It is no secret that men have a lesser degree of access to their emotions and feelings than do women. There are all sorts of reasons for this, and the topic, in and of itself, could fill pages. Suffice it to say, that where women are more likely to express emotions and feelings directly, men are more likely to express emotions and feelings more indirectly, if at all.
That indirect expression of emotion is usually seen in behaviors, rather than words. And it does not take an expert in human behavior to anticipate that those behaviors will likely be less than desirable. The upsurge in convergent media, and coincident availability of pornography, has created a curious phenomenon with regard to this indirect expression of emotion in men -- pornography addiction.

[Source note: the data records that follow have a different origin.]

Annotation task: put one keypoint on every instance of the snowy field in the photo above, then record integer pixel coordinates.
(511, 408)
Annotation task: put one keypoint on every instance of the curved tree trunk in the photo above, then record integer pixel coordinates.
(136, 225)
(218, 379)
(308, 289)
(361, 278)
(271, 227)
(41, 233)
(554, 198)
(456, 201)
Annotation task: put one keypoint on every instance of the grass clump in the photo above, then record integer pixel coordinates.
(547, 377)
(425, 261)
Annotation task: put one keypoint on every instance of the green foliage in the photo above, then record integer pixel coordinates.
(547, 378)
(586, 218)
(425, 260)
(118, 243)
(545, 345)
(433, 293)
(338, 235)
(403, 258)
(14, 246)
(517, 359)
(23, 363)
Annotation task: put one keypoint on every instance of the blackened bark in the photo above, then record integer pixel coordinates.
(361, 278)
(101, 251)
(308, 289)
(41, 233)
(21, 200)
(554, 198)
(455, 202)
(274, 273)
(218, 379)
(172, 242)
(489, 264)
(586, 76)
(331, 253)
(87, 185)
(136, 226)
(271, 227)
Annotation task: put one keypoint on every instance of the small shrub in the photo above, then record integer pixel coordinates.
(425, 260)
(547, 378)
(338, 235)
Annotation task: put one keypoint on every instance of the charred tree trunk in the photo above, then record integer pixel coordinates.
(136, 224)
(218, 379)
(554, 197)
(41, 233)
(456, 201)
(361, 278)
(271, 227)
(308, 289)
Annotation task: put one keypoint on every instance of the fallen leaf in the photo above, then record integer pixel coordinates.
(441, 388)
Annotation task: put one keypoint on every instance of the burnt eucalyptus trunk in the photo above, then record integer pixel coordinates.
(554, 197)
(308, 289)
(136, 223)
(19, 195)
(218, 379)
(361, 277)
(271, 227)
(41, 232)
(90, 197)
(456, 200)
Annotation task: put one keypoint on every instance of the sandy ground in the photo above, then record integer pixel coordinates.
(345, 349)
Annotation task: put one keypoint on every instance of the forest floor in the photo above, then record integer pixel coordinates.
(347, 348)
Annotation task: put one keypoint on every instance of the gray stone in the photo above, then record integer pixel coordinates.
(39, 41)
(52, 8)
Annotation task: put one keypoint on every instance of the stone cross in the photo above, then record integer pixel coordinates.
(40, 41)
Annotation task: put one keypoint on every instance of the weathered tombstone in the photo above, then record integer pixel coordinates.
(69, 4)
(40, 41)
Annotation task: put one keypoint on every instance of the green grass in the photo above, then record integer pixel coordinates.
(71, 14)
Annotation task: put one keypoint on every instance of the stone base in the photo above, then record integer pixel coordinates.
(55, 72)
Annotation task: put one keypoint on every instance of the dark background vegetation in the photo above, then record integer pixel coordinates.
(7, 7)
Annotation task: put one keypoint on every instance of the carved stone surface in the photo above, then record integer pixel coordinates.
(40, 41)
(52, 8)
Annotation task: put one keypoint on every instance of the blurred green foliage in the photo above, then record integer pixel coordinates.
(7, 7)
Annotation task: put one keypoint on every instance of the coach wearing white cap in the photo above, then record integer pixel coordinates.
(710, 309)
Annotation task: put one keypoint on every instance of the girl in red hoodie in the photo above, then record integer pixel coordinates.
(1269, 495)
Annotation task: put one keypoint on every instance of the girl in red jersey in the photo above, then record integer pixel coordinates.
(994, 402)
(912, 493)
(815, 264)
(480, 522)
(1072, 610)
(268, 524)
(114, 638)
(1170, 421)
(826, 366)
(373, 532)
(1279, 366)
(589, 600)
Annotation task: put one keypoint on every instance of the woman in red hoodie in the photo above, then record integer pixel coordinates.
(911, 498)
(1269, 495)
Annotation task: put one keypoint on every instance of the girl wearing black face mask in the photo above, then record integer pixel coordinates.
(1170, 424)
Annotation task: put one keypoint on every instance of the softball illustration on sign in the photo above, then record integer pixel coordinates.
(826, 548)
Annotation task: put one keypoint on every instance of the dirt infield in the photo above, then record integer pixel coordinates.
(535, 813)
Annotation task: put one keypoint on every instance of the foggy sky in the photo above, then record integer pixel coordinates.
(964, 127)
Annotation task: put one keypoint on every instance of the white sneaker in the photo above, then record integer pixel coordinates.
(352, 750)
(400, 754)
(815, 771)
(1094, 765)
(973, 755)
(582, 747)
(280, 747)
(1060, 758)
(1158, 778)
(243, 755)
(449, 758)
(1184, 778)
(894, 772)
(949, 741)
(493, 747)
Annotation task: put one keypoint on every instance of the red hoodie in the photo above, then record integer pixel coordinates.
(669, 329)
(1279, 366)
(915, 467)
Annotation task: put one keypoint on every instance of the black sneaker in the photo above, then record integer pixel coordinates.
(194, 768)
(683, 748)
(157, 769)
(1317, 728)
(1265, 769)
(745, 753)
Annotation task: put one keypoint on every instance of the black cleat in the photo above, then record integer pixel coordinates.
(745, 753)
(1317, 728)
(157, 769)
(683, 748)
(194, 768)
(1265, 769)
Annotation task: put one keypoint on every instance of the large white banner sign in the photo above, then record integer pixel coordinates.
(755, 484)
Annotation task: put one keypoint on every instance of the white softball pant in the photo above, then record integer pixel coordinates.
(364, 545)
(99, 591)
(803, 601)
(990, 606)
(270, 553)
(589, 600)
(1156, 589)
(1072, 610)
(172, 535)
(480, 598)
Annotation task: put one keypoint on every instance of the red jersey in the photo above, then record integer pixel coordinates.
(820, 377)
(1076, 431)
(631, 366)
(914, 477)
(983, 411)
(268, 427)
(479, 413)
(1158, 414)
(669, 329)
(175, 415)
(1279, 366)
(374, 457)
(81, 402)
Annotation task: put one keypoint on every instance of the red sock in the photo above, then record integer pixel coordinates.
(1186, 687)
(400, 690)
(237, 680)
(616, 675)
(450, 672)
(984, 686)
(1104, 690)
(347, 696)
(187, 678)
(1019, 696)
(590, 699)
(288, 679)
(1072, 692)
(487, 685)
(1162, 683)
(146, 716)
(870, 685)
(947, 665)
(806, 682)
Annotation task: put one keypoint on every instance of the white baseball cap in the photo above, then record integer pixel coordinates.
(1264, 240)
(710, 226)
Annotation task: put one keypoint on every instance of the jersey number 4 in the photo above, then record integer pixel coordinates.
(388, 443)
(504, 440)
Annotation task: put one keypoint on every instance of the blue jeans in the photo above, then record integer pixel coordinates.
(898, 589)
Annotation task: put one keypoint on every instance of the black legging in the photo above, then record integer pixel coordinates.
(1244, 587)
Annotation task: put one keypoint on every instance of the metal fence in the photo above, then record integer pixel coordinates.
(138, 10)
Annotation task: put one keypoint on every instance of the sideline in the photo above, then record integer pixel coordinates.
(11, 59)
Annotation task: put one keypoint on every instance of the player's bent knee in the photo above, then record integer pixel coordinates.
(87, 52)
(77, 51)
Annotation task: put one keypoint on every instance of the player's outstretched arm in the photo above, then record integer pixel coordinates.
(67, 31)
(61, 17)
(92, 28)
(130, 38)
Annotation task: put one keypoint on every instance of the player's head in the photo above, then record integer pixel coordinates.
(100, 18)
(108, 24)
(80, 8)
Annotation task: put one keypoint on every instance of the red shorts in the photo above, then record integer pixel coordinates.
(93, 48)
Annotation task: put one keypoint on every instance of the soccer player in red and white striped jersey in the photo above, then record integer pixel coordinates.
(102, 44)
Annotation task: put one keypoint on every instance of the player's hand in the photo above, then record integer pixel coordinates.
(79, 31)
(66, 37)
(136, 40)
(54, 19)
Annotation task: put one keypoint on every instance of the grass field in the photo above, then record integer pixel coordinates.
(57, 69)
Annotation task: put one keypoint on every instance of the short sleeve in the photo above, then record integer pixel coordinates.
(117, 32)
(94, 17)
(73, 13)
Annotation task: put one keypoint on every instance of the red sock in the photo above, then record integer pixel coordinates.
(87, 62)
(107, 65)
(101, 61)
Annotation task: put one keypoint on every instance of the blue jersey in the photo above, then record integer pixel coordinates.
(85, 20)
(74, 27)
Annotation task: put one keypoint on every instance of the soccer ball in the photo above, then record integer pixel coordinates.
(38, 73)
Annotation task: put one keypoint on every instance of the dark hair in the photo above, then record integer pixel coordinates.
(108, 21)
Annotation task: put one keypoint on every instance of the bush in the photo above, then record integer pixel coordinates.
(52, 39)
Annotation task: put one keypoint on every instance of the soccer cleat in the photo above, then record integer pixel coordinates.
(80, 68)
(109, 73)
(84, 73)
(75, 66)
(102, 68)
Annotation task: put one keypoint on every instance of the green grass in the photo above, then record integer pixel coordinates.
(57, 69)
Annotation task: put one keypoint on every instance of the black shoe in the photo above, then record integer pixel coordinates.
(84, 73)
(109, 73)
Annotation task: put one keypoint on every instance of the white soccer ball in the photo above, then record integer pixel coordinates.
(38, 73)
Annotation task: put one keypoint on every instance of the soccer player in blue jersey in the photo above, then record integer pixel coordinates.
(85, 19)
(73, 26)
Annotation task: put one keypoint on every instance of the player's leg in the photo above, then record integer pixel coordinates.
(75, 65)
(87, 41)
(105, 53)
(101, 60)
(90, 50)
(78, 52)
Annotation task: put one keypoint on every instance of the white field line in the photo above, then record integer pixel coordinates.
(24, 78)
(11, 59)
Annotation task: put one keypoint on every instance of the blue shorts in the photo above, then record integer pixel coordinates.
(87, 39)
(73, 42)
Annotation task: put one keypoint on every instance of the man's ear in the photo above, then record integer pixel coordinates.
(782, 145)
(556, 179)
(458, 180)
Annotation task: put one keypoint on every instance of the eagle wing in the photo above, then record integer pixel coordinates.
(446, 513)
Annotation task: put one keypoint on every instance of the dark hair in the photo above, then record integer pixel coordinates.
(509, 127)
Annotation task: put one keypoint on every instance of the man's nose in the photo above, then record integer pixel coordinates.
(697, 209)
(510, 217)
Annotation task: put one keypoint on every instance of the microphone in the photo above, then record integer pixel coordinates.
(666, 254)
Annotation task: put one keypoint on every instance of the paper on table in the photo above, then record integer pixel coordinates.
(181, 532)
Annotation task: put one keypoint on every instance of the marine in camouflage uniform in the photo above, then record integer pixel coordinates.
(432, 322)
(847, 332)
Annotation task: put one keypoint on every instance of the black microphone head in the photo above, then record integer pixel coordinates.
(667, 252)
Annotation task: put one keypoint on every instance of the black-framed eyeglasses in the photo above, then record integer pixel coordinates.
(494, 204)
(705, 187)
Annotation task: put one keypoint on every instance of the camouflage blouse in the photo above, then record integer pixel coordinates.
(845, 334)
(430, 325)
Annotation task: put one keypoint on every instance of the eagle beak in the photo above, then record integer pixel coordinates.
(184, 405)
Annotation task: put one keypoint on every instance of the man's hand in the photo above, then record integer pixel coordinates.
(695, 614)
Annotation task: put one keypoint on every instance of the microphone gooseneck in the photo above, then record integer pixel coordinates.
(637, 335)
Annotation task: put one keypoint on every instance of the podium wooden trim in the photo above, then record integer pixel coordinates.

As we have said previously, addiction is a compulsion that has transformed itself from a drive to a need, whether that need is real or perceived. The concrete behavior associated with an addictive dynamic (drinking, gambling, sexing, spending, working, hoarding, etc.) is simply a symptom. The amplified ability to indulge in pornography through increased availability that does not publicly expose such prurient predilections is a good part of what is driving the marked increase of this particular issue.
Pornography itself is about the objectification of women. In this context women are treated as things, receptacles and socially dissociated objects to be used and tossed aside. They are, in a word, not real. In fact, most men who indulge themselves in pornography would be appalled - despite the immediate response -- if their wife or girlfriend walked into the bedroom wearing fishnets, stilettos and a latex corset and wanted to get nasty.
Why? -- Because pornography is about emotional disconnection, not emotional connection - it fills a gap in emotional maturity and never the twain shall meet - at least not inside a healthy head. In fact, much of the American propensity to distort sexuality is informed by the core Puritanism that would reject pornographic bedroom behavior in real life.
So, we have emotional isolation, the expectation of socio-emotional disconnection in transgender relationship, the basic human need for love and affection, the basic human drive for sex and now we have an easy access venue that can substitute for the genuine experience of these things. This is an almost perfect set-up for acting out without addressing the underlying issue, which is social and emotional isolation.
The genesis of pornography addiction is driven by this emotional disconnection - plainly put, a pervasive and on-going feeling of loneliness. If a man matures in an environment in which he is emotionally isolated, especially from female affection, he will develop an expectation that this experience will be consistent.
There is no magic to this notion, and it is not something that is specific to pornography addiction. It is one version of the development of the memory maps that drive the assumptions, expectations and ideas about the way the world works through which we filter our lives. It is the failure of understanding how to relate emotionally that finds its expression here.
This sensibility of emotional isolation is carried forth, but the needs that remain unsatisfied demand an outlet. What better place to interact in a pseudo-emotional manner than with women who aren't real?
The interesting thing about pornography addiction is that it's backwards relative to other addictive behavior. Most addictions strive to blunt, distract, or self-medicate. Pornography addiction, despite the misplacement of its intention, is a distorted effort to fix the problem of emotional deficit and social isolation.
So, in treating pornography addiction, rather than stopping the behavior because the behavior is destructive, it is more important to redirect the needs driving the behavior into something more productive. This begins with teaching men how to access their emotions and express them in a way that is relevant to their lives and experience.
In the meantime, just like liquor stores and casinos, pornography will continue to be a part of our culture. And, just like drinking and gambling, it becomes a question of our personal ethos whether we will choose to exploit ourselves through our own inauthenticity or look inside to develop a more whole version of ourselves informed by healing, rather than social distortion.